Farms Race (2024) is a farming-meets-communist-revolution board game from Medium Brow Games designed by Daniel Dranove and Tom Weiner, with art by Michael Zhang. It sells itself as a parody of games like Catan, with generally positive reviews (such as an average of 7.8 across 186 ratings on Board Game Geek, with a median score of 8) and generally seems to deliver. Comments note similarities to games like Catan, as the game designers intended, but also to games like Risk, when talking about its abilities to invade others and use nuclear bombs. When I played this (without having looked at these reviews in advance), Catan and Risk were also the first games that came to mind for me. But unlike most of the reviews, I’m not sure if I mean that in a good way.
Take resource generation. In Catan, you gain resources from hexes you are adjacent to. In Farms Race, you gain resources from tiles you directly inhabit (i.e., are on). Okay, Catan definitely requires more thought about why you would choose a certain hex or intersection, but maybe this is fine. It admittedly makes combat more straightforward, so I see it as justifiable. In Catan, however, the hexes that generate are created by a combination of dice rolls, combinatorial probability, and variation in probability across hexes that produce the same resource. In Farms Race, all resources produce at an equal rate, and all hexes of the same type produce at once. This may sound small, but it actually makes it so easy to get resources that it fundamentally undermines this as a potentially strategic aspect. Farms Race similarly changes from a d6 combat system in Risk to a d3 system, with similar results where it oversimplifies outcomes. Almost every major mechanic is like this.

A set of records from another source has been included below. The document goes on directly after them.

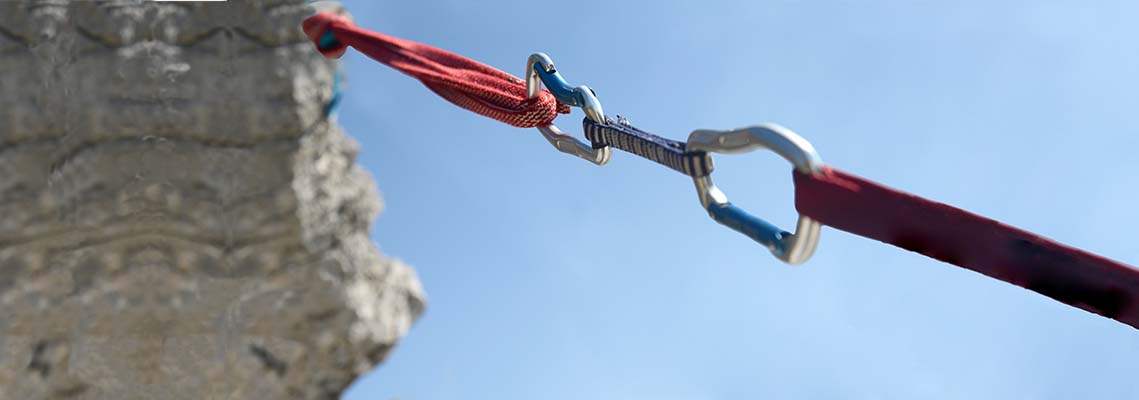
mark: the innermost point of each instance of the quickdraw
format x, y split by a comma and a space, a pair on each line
824, 195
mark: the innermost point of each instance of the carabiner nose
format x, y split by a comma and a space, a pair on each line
540, 70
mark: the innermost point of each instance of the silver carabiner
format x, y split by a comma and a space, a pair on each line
793, 249
539, 70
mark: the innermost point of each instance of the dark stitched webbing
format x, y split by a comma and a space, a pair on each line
664, 152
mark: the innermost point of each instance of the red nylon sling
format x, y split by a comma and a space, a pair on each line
465, 82
835, 198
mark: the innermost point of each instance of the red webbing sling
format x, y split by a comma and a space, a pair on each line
465, 82
850, 203
835, 198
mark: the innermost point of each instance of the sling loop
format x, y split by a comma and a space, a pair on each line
822, 195
467, 83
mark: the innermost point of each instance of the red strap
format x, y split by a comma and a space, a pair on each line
463, 81
1072, 276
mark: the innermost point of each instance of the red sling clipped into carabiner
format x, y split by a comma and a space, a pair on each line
463, 81
822, 194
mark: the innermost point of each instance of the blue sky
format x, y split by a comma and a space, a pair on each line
551, 278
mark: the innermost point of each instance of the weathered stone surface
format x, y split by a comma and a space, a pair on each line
179, 219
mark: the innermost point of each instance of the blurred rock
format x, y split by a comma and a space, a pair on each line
179, 219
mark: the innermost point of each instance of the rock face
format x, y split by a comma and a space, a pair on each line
179, 217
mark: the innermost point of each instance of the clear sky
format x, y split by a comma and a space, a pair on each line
551, 278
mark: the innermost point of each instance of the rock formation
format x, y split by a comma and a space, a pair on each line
179, 215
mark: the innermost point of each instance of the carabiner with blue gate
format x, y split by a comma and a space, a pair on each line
540, 70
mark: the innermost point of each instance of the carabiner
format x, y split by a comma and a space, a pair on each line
793, 249
539, 70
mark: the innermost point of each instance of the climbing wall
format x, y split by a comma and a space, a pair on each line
179, 215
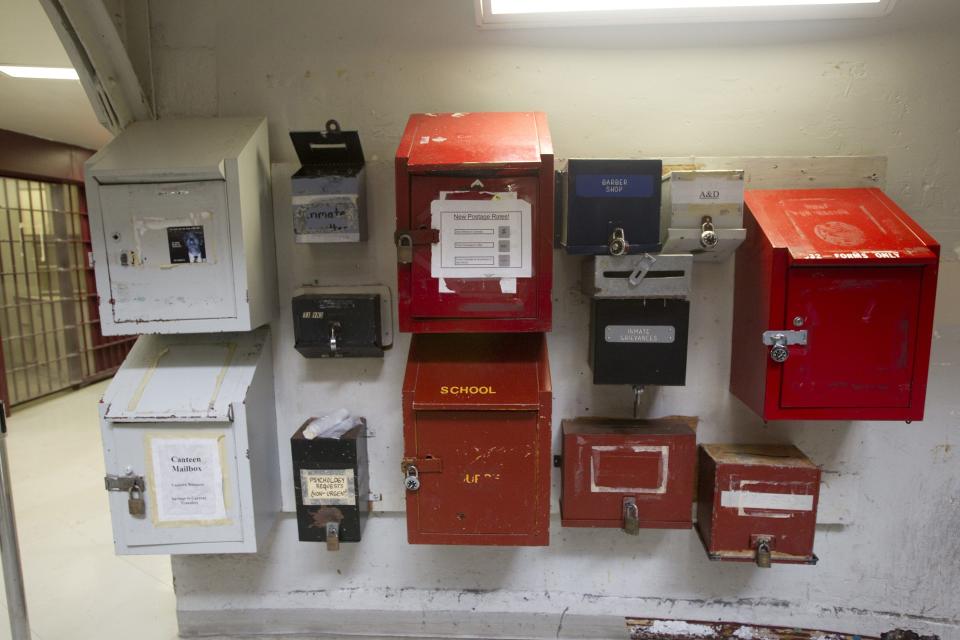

This is really interesting to me, because while a game can have copyrights to things like the game board design or names of mechanics and abilities, and even the rulebook that describes mechanics as a piece of art, you cannot copyright the mechanics themselves. I’m not trying to encourage intellectual theft here, as I personally would still consider directly copying mechanics to be intellectual property theft. I’m just saying that, as a matter of law, you cannot copyright a game mechanic. (For more information on this, YouTuber and intellectual property lawyer Devin Stone, a.k.a. Legal Eagle, has a wonderful video on copyright law as it applies to gaming in light of Wizards of the Coast’s attempted changes to the Dungeons & Dragons Open Game License, which talks about what is and is not copyrightable in a game extensively.) This would indicate that this was not a decision to avoid legal troubles, but rather an active choice to change mechanics.
I think this is where we need to once again discuss this game as a parody. Now, using games as a form of satire and parody can work. Monopoly is a cutting critique of capitalism, while Helldivers 2 parodies American militaristic ideals. And maybe, if the goal was to parody games like Catan and Risk, these mechanical changes would make sense. But I’m not sure it actually succeeds.
When I described Farms Race as a “farming-meets-communist-revolution board game”, some of you probably could already tell what this was referencing: Animal Farm (1945) by George Orwell, a satirical critique of authoritarianism within communist regimes. This game is unashamed in how it takes ideas from Animal Farm, to the point where the pigs are the only animals in the art depicted in officers’ uniforms. (For those who haven’t read Animal Farm, the pigs start running the supposedly communist titular farm and start wearing human clothes – and specifically military uniforms – as a symbol of their superiority). But it also contrasts this awkwardly with some of the other imagery. For instance, the art of the rabbits features the Holy Hand Grenade of Antioch from Monty Python and the Holy Grail (1975). This creates an awkward dichotomy where, rather than parodying games like Catan and Risk, it seems to parody Animal Farm. It seems to treat the mechanical aspects taken from other games carelessly, while putting in so much effort to the details in the Animal Farm-inspired aspects that it only seems sarcastic to include explicit Monty Python references alongside it. Now, I’m not saying that Animal Farm is without its issues. It’s fair to critique it. But based on things like the description of the game, I don’t think this was the intent, which is why it comes off so sloppily.
Mechanically, it is at best a careless knock-off of other, much more widely known and more successful games. And intellectually, it ostensibly wants to be a parody of other games but appears to instead parody an important piece of literature entirely by accident. By struggling in both areas, it delivers on neither.
Who would I recommend this game for? If you wish Catan had nukes, this game might be for you. If you enjoy Risk but don’t want to commit to spending a whole day on a game, this game also might be for you. But in either case, I would try to find a copy for borrow at a library or that you can play at a cafe or something before buying your own. You might enjoy it, but due to how badly it handles mechanics, I wouldn’t commit to paying for a copy first. Overall, this was a decent premise but with extremely poor execution on all fronts.